Alors que les images DVB diffusaient l’arrivée de 37 secouristes de Chine et que les Nations Unies ont alloué 5 millions de dollars (7,9 millions de dollars) aux efforts de secours, Kyaw a déclaré qu’elle doutait que toute l’aide nécessaire soit utilisée à ses fins.

“De ce nombre de 5 millions de dollars, il y aura 1 million de dollars américains pour le peuple et les autres millions de dollars américains au gouvernement”, a déclaré Kyaw.

C’était un sentiment partagé par le gestionnaire d’entrepôt du Giant Toll Group Giant, Aung Naing.

“L’argent (étranger) envoyé à la junte sera utilisé, mais il sera principalement utilisé pour la propagande et à l’appui des troupes et des partisans du gouvernement”, a déclaré Naing, 56 ans. “Il doit aller à des organisations qui sont sur le terrain pour soutenir le peuple.”
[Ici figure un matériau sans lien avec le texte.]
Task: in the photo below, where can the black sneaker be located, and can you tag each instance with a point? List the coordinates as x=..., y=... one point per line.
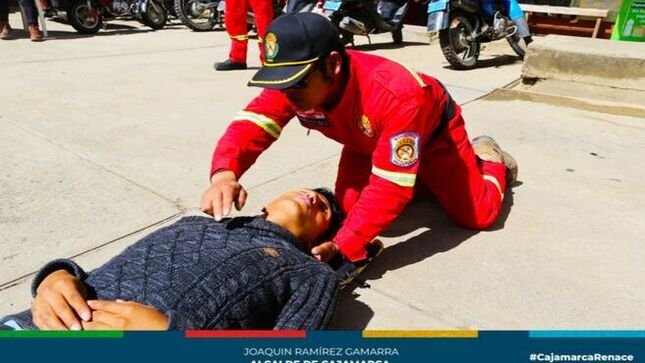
x=228, y=65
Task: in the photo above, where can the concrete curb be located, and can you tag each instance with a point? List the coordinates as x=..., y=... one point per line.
x=595, y=61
Phil Robertson, directeur de la société de conseil en Asie des droits de l’homme et des défenseurs du travail, a déclaré de Bangkok qu’une approche créative était nécessaire car l’épicentre du tremblement de terre était «également l’épicentre de la résistance ethnique de Burman» à la junte.

“Ces zones sont des zones de guerre”, a-t-il déclaré. «Il est très peu probable que ces zones obtiennent le type d’aide dont ils ont besoin.

«Ces tremblements de terre ont eu lieu au milieu des prières du vendredi… il y a des gens qui sont morts dans les effondrements de la mosquée à travers le pays.»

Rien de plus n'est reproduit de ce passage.